Bias Introduced by Enrichment

The enrichment process significantly reduced the relative abundance of potentially plant pathogenic oomycetes in favor of Chrysophyceae (golden-brown algae). We expected oomycetes, such as Phytophthora spp., that are captured by the employed enrichment method to increase rather than decrease, because the biomass of such oomycetes should accumulate drastically. There are two likely causes that may explain the observed dynamics: first, the accumulation of plant pathogenic oomycetes may have been hyperlocalized to the leaves that were used for baiting without affecting the biomass of these oomycetes in the soil samples. Second, the conditions during the enrichment process, with the soil having been submerged in water for approximately a week likely favored the growth of Chrysophyceae, leading to an unintended relative increase of these organisms. Indeed, the absolute number of reads attributed to oomycetes from genera of interest in the soil remained relatively stable while mean Chrysophyceae reads more than doubled during enrichment (Supplementary Figure S4). While not a reliable measure of abundance, the absolute number of reads may allow some conclusions on the dynamics when comparing soil samples before and after enrichment since both were always sequenced on the same flow cell.

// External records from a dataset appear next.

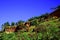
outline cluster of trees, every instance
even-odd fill
[[[60,40],[60,18],[40,23],[29,32],[0,33],[0,40]]]
[[[59,8],[60,6],[56,9]],[[28,32],[25,30],[10,34],[0,32],[0,40],[60,40],[60,18],[55,19],[51,17],[48,18],[49,21],[45,21],[47,16],[49,16],[48,13],[28,19],[28,22],[31,23]],[[21,25],[20,27],[22,27],[24,23],[21,20],[16,23],[12,22],[11,24],[6,22],[2,24],[2,27],[3,30],[9,26],[18,27]]]
[[[58,9],[60,9],[60,5],[59,6],[57,6],[56,8],[53,8],[54,10],[56,9],[56,10],[58,10]],[[43,15],[41,15],[41,16],[37,16],[37,17],[32,17],[32,18],[30,18],[30,19],[28,19],[28,21],[29,22],[31,22],[31,26],[33,26],[33,25],[38,25],[40,22],[44,22],[45,21],[45,19],[47,19],[48,18],[48,16],[49,16],[49,13],[45,13],[45,14],[43,14]],[[12,22],[11,24],[9,24],[9,22],[6,22],[6,23],[4,23],[4,24],[2,24],[2,27],[3,27],[3,29],[5,28],[5,27],[8,27],[8,26],[15,26],[15,25],[22,25],[23,23],[25,23],[24,21],[22,21],[22,20],[20,20],[20,21],[18,21],[18,22]]]
[[[24,23],[24,21],[20,20],[18,22],[12,22],[11,24],[9,22],[5,22],[4,24],[2,24],[2,30],[4,30],[6,27],[13,27],[13,26],[18,26],[18,25],[22,25]]]

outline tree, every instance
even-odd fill
[[[59,5],[59,6],[57,6],[57,8],[58,8],[58,9],[60,9],[60,5]]]
[[[33,25],[33,26],[34,26],[34,25],[36,26],[37,24],[38,24],[37,20],[31,21],[31,26],[32,26],[32,25]]]
[[[20,20],[16,23],[16,25],[22,25],[24,23],[24,21]]]
[[[48,15],[49,15],[48,13],[45,13],[45,14],[41,15],[40,17],[41,18],[47,18]]]
[[[57,7],[55,7],[55,8],[51,8],[51,9],[60,9],[60,5],[58,5]]]
[[[15,23],[14,23],[14,22],[12,22],[12,23],[11,23],[11,26],[14,26],[14,25],[15,25]]]
[[[6,27],[10,26],[9,22],[2,24],[2,29],[4,30]]]
[[[4,23],[4,26],[10,26],[9,22]]]

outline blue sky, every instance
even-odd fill
[[[59,0],[0,0],[0,29],[5,22],[17,22],[53,11]]]

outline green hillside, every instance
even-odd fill
[[[10,34],[1,32],[0,40],[60,40],[60,18],[50,18],[49,21],[42,22],[34,20],[37,25],[31,25],[28,32],[24,30]]]
[[[60,17],[44,14],[26,22],[6,22],[2,24],[0,40],[60,40]]]

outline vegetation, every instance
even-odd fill
[[[60,19],[41,22],[30,27],[30,31],[10,34],[0,33],[0,40],[60,40]]]
[[[0,40],[60,40],[60,18],[51,17],[49,14],[30,18],[30,27],[24,24],[24,21],[16,23],[6,22],[2,25],[3,30],[6,27],[16,26],[20,28],[17,32],[7,34],[5,31],[0,32]],[[23,29],[21,29],[23,28]],[[27,31],[29,30],[29,31]]]

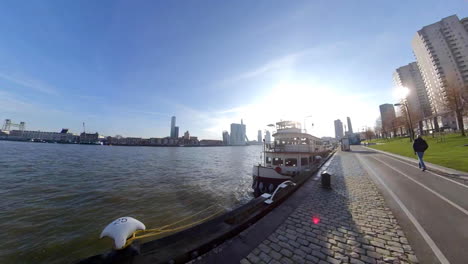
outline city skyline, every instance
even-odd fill
[[[1,120],[153,137],[167,136],[175,115],[214,139],[242,117],[249,138],[309,115],[306,129],[319,137],[346,116],[356,131],[372,127],[378,106],[396,101],[389,73],[414,61],[415,33],[468,14],[462,1],[0,6]]]

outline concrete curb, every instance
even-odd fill
[[[368,150],[372,150],[372,151],[375,151],[375,152],[385,154],[387,156],[394,157],[394,158],[402,160],[402,161],[409,162],[409,163],[411,163],[413,165],[418,165],[418,160],[417,159],[411,159],[411,158],[408,158],[408,157],[405,157],[405,156],[401,156],[401,155],[398,155],[398,154],[390,153],[390,152],[379,150],[379,149],[369,148],[369,147],[366,147],[366,146],[362,146],[362,147],[366,148]],[[437,173],[442,174],[444,176],[457,178],[457,179],[460,179],[460,180],[463,180],[463,181],[468,180],[468,173],[466,173],[466,172],[454,170],[454,169],[447,168],[447,167],[443,167],[443,166],[436,165],[436,164],[426,162],[426,161],[424,161],[424,163],[426,164],[426,167],[428,169],[430,169],[431,171],[433,171],[433,172],[437,172]]]

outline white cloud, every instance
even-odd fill
[[[58,95],[57,89],[55,89],[51,85],[41,80],[33,79],[21,74],[0,72],[0,78],[41,93],[45,93],[48,95]]]
[[[339,51],[344,47],[344,45],[347,44],[348,43],[346,42],[328,43],[327,45],[317,45],[311,48],[303,49],[298,52],[290,53],[282,57],[278,57],[276,59],[267,61],[266,63],[258,67],[247,70],[236,76],[226,78],[225,80],[220,82],[220,85],[231,84],[242,80],[248,80],[272,72],[276,73],[276,71],[288,73],[288,71],[293,70],[294,65],[297,62],[305,59],[306,57],[323,56],[323,54],[332,54]]]

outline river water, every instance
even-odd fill
[[[111,247],[121,216],[147,228],[252,199],[261,146],[121,147],[0,141],[0,263],[72,263]]]

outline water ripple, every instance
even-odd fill
[[[102,252],[110,221],[148,227],[252,198],[261,147],[151,148],[0,141],[0,263],[64,263]]]

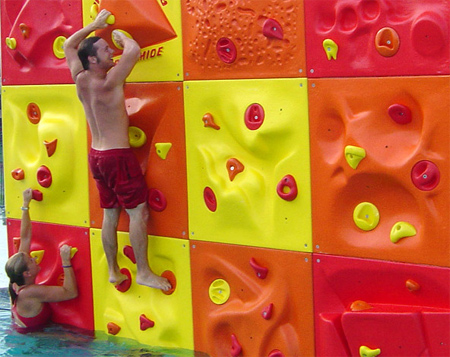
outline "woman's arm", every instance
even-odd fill
[[[23,191],[22,219],[20,222],[20,245],[19,252],[30,254],[31,246],[31,219],[30,202],[33,197],[31,188]]]

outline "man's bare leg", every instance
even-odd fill
[[[136,208],[127,209],[126,211],[130,216],[130,242],[136,257],[136,282],[151,288],[164,291],[169,290],[171,288],[169,281],[153,273],[148,264],[147,203],[141,203]]]
[[[109,282],[120,284],[128,279],[120,272],[117,264],[117,224],[119,222],[120,207],[105,208],[103,210],[102,243],[108,262]]]

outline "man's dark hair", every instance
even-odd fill
[[[97,56],[97,49],[94,47],[94,43],[100,40],[101,37],[94,36],[85,38],[81,41],[78,47],[78,57],[83,65],[84,69],[89,69],[89,56]]]

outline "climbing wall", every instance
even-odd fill
[[[122,212],[108,282],[90,134],[62,45],[133,37],[130,145],[149,186],[136,284]],[[34,190],[53,319],[211,356],[450,355],[447,0],[1,0],[9,252]]]

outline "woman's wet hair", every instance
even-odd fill
[[[100,40],[100,38],[101,37],[98,36],[85,38],[78,47],[78,58],[85,70],[89,69],[89,56],[97,56],[97,49],[94,47],[94,44]]]
[[[11,302],[14,303],[17,298],[17,294],[14,291],[12,285],[16,283],[18,286],[25,284],[25,278],[23,273],[28,270],[28,264],[26,261],[26,254],[19,252],[11,256],[5,265],[6,274],[9,277],[9,295],[11,296]]]

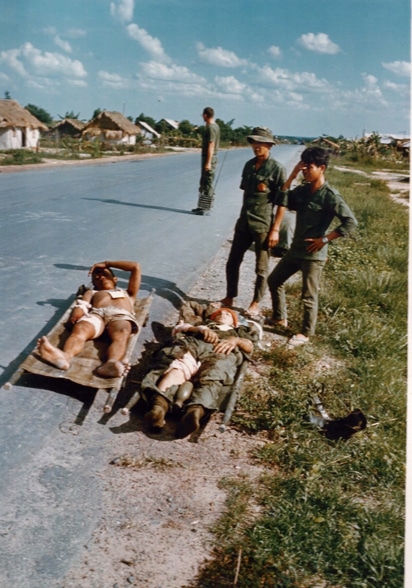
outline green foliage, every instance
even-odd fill
[[[65,118],[75,118],[75,119],[79,119],[80,118],[80,112],[78,112],[77,114],[73,111],[66,111],[66,114],[64,116],[62,116],[61,114],[58,115],[58,117],[61,120],[64,120]]]
[[[40,108],[39,106],[35,106],[34,104],[27,104],[27,106],[25,106],[24,108],[26,110],[28,110],[30,112],[30,114],[35,116],[40,122],[44,123],[45,125],[50,126],[53,124],[53,118],[43,108]]]
[[[155,128],[156,126],[156,121],[154,118],[152,118],[151,116],[145,116],[143,114],[143,112],[141,114],[139,114],[139,116],[136,117],[135,123],[137,123],[137,121],[141,120],[142,122],[147,123],[150,127],[152,127],[152,129]]]
[[[254,453],[266,473],[229,487],[215,559],[192,586],[232,586],[239,555],[239,588],[403,586],[408,215],[383,182],[328,179],[357,235],[329,248],[315,343],[255,358],[268,375],[246,378],[234,422],[267,439]],[[299,324],[300,285],[287,296]],[[360,408],[366,430],[327,440],[307,418],[315,394],[332,416]]]
[[[6,156],[0,159],[0,165],[25,165],[42,161],[41,155],[28,149],[8,149],[3,153]]]

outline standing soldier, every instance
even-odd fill
[[[204,108],[202,116],[206,123],[202,140],[202,173],[200,176],[197,208],[192,209],[192,212],[199,216],[207,215],[213,206],[213,179],[215,177],[217,150],[219,149],[220,139],[220,128],[215,122],[213,108],[210,106]]]

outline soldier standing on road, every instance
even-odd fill
[[[192,212],[199,216],[207,215],[213,206],[213,180],[215,177],[217,150],[219,149],[220,140],[220,128],[215,122],[213,108],[210,106],[204,108],[202,116],[206,127],[202,139],[202,172],[199,184],[199,200],[197,208],[192,209]]]

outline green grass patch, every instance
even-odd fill
[[[27,165],[29,163],[41,163],[42,157],[35,151],[26,149],[7,149],[2,152],[0,165]]]
[[[386,185],[331,170],[359,221],[329,249],[317,336],[259,351],[234,423],[267,443],[258,482],[226,482],[214,558],[192,587],[400,588],[406,461],[408,214]],[[287,288],[301,321],[300,283]],[[320,368],[320,365],[327,368]],[[335,417],[360,408],[367,428],[331,441],[308,422],[314,395]]]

Reliability and Usefulness of Metabarcoding in Detection

Amplicon sequence variants identical or highly similar to sequences obtained by ITS barcoding of Phytophthora and Phytopythium isolates were obtained by metabarcoding (Table 2; Figure 4). For the highly abundant ASV6 before and after enrichment in soil sample S02, a corresponding Phytophthora cambivora culture was isolated from that sample. Phytophthora plurivora isolates identical or highly similar in sequence to ASV117 were detected by metabarcoding in soil samples S02, S09, and S29 and isolated from those samples. Phytophthora gonapodyides was isolated from S03 and the identical ASV18 was detected in the same sample. For the remaining Phytophthora isolates and all Phytopythium species, the ASVs corresponding to isolates were not observed in the soil samples the isolates were found in. This was likely an effect of the small soil samples (250 mg from 50 ml) used for DNA isolation compared to the large total volume used in the enrichment (approx. 1 L). A hyperlocalization of the infecting oomycete at the leaves without a corresponding increase in the soil during enrichment may also have contributed to lack of ASV detection where isolates were found. To avoid an effect of potential hyperlocalization and get a better correlation with isolates, DNA could be isolated from the water used during enrichment, a higher soil volume should be used for DNA isolation and soil from the entire sample should be homogenized thoroughly before sampling for DNA isolation. In general, submerging soil in water for some time and subsequently filtering the water and extracting DNA from the filter may yield a more representative census of microorganisms in large volumes of soil, even if no enrichment is planned. The use of additional primer sets could also increase detection frequency further by balancing potentially less efficient amplification of some genera.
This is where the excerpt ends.